An open letter to the girl who keeps settling for less

I get the most comments, and emails on one question:

How do I talk to a friend who is in a bad relationship?

OR

How do I talk to my boyfriend if I know whe are in an unhealthy relationsip?

Let me paint the picture of what 99% of these girls are asking:

Two people become attracted to each other, they have chemistry, sparks fly, clothes fly off, and they have sex….too soon.  As they grow to know each other better they realize they are not very compatible. But things are complicated. They don’t fully understand this because culture tells us sex is just fun and games but psychologists, scientist, and our creator all agree sex is the cement or bond that glues people together. In marriage this is beautiful, in casual relationships, this is destructive (more on this blog post).

The couple in our example has “cemented” themselves together. They start to ignore all the red flags that they are not right for each other. All their friends see it and sometimes they even see it in themselves but who wants to deal with cleaning up all the debris of the bound cement? They pretend they are happy and before they know it they are years into an unhealthy relationship that neither of them wants to be in. It happens ALL THE TIME.

The trick is, an unhealthy relationship is infinitely easier to see in others than it is to ourselves.

Confirmation bias

It’s human nature to look for what we want to see and hear what we want to hear. We search out information to support and brush off information in opposition to our beliefs. Psychologist call this confirmation bias. We are constantly looking for information to support what we hope to be true.
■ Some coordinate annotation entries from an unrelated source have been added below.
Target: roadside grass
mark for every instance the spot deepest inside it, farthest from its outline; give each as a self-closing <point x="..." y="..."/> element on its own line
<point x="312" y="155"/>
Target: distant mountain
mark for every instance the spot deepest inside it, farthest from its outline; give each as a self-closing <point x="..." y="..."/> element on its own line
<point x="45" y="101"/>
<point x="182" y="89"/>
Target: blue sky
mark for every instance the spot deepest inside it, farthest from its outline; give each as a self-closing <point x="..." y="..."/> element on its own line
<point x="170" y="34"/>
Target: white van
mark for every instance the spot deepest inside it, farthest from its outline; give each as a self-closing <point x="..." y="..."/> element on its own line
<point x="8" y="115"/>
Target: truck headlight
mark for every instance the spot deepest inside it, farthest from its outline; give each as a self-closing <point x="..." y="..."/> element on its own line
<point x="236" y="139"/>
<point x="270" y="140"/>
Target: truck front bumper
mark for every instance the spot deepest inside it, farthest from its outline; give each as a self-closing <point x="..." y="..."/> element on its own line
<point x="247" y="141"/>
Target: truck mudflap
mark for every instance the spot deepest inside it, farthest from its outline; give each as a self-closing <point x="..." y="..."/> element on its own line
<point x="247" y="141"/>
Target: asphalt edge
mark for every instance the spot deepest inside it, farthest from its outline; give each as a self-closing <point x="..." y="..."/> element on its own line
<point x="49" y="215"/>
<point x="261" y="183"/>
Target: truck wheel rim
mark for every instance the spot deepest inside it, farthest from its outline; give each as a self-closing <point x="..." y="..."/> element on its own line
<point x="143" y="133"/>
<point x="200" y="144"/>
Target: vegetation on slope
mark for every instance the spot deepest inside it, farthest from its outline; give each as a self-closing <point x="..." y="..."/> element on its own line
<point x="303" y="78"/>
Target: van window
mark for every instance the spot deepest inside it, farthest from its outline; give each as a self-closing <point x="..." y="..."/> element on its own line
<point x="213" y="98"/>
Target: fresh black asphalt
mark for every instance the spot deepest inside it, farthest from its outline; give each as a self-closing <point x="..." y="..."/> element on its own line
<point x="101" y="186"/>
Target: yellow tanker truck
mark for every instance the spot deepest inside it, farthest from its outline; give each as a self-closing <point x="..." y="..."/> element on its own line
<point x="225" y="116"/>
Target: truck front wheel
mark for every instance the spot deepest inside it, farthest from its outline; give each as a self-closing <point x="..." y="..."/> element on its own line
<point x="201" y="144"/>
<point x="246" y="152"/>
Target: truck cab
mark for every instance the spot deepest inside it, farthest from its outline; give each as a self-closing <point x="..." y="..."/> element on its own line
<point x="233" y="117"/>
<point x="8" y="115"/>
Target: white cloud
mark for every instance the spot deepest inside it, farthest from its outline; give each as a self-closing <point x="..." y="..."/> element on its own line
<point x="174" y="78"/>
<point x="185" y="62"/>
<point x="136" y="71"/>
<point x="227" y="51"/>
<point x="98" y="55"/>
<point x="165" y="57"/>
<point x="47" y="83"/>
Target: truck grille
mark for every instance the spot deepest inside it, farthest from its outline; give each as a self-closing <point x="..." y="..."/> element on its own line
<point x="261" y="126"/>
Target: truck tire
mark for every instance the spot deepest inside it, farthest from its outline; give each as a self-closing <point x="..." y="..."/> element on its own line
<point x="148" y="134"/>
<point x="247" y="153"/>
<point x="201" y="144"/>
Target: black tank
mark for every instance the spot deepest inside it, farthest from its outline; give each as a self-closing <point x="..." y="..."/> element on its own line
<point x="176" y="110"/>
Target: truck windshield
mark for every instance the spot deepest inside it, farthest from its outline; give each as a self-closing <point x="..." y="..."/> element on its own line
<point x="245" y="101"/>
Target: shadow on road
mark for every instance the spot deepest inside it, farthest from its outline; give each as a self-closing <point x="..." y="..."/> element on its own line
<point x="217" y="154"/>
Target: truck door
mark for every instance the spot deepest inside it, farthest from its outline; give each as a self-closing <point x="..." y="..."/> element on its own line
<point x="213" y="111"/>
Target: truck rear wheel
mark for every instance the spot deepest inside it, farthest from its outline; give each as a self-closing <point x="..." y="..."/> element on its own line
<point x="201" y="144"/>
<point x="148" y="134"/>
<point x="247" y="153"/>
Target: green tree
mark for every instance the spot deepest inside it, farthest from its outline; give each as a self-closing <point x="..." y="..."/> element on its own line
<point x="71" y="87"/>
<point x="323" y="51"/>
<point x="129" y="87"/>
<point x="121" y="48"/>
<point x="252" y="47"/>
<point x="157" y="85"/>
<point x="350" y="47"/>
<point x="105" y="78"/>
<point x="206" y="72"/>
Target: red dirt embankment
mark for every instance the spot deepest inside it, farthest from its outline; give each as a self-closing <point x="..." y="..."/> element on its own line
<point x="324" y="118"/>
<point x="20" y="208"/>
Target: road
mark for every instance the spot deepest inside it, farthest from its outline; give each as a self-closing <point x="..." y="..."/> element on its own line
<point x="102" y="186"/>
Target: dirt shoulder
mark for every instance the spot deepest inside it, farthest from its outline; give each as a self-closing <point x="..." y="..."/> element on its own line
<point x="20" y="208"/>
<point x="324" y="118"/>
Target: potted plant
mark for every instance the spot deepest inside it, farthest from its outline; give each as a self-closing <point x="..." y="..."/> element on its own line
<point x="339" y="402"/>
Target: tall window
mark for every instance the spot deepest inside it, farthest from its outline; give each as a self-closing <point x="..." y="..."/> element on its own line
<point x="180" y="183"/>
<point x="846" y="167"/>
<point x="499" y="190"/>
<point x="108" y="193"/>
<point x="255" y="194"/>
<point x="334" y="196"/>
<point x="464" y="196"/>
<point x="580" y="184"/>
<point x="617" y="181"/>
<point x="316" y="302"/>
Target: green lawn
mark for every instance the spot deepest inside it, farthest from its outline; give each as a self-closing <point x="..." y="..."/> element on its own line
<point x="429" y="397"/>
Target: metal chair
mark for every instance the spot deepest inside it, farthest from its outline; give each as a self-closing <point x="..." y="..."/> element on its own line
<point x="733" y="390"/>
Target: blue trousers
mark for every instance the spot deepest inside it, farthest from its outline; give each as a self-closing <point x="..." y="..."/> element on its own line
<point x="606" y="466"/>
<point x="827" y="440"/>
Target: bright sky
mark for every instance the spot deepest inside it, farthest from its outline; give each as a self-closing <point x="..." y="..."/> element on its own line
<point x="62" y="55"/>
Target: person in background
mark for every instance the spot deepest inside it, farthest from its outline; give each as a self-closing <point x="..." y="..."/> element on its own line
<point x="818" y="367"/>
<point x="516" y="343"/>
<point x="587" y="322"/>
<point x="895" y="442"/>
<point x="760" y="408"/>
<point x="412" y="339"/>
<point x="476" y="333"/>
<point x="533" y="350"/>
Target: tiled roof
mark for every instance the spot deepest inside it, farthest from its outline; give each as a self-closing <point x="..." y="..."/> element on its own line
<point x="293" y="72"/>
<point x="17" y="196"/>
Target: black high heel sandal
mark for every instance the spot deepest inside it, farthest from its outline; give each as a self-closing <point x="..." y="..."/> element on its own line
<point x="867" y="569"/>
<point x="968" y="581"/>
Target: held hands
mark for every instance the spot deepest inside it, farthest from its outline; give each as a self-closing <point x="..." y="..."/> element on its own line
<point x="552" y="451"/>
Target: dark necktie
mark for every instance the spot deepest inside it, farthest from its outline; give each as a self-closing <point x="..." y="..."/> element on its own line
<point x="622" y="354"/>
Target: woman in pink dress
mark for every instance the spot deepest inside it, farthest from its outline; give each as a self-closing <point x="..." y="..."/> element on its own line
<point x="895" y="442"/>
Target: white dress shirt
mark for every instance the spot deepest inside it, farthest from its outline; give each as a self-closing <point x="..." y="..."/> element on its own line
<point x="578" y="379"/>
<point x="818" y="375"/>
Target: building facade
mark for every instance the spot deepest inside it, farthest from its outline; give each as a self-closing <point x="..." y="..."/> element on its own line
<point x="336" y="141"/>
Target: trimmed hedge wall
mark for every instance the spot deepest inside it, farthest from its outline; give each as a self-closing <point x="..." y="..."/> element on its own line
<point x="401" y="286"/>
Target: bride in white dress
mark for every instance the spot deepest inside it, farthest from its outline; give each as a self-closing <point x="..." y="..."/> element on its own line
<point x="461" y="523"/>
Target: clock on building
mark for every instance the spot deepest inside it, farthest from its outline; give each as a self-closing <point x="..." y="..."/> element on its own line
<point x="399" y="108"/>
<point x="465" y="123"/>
This is why it is so hard to win a political argument and also why it is so hard for you to tell a friend she is in a bad relationship. She is desperately grasping for any thread of evidence that her guy is a prince ESPECIALLY if cement is involved.

What’s a girl to do?

I see you there sweet friend.  You are not sure how you got here.

The guy that holds your heart is hurting you and he has no idea. You pretend it doesn’t bother you when he (always) chooses his friends over you.  You pretend it doesn’t hurt when he only wants to hang out past midnight.  You find yourself constantly making excuses for the way he treats you to your friends and your mama. You pretend everything is fine but deep down, you know better.

If you are traveling down the highway and the sign says “Danger road block” you don’t drive past the sign and keep going.  God gives us little warning signs in all areas of life, it is up to us to take warning or to keep going despite the warnings.

Suppose you decide you “know better” and decide to keep driving past that danger sign in the road. Everything is good for a few miles and you wonder what that big orange sign was all about in the first place, and then you see it, a bridge being repaired that offers no connection between your car, the road 1,000 feet ahead of you and the river underneath you.  A little embarrassed by the annoyed looks construction workers all around you do the only logical thing, turn your car around and listen to the warning!

Sensible people foresee trouble and hide. Simple people go ahead [and] suffer. Proverbs 27:12

If you have a good friend who you trust, and I hope you do.  Hear her out. If you trusted her with your life before the guy came into your life, your friend hinted that he was bad news, and now you are distant from your friend. THAT IS A HUGE RED FLAG!

If you find yourself with red flags you simply don’t want to see I encourage you to be brave and do something you don’t want to do. TURN THE CAR AROUND. Ending an unhealthy relationship now is better than waiting for more time, more cement, and more scars to take place.

It will require sacrifice, it may even involve embarrassment, but when it’s said and done I GUARANTEE you will have so much relief.

Maybe a guys perspective will say it better than me:

From the Good Man Project (a hugely popular online magazine for guys)  puts it like this:

Ladies, if you really want men to step up and become the real men you talk about, you must demand it. I’m not saying ask for it, I’m not saying hope for it, I’m saying demand it.  What does that mean? It means you don’t settle for anything less. It means if you aren’t satisfied, you walk away. Men will rise up and meet your challenge, I promise, it’s what we do best. We love challenges. We love it when women make us step up and work.
If you do this right, you will have men lining up at your door. It seems counter-intuitive, but you have to understand how much men enjoy challenge. There is nothing sexier than a woman who has the confidence to call us out and challenge us to rise up. The part that you don’t like is the hardest thing about all this. You must be willing you walk away if you aren’t getting what you want. I will say this five more times because it’s that important.
You must be willing to walk away
You must be willing to walk away
You must be willing to walk away.
You must be willing to walk away.
You must be willing to walk away.

Wisdom for next time:

The more physical intimacy you share with someone, the more cemented together you become. DO NOT RUSH THIS. Intimacy is reserved for marriage for a reason. Protect yourself and your heart, it will make decisions to stay or leave a future relationship infinitely less complicated. 

Father help us to see danger before it is too late, wisdom to know what to do and the courage to do it.

Inspired by Andy Stanley’s sermon on Pack your bags.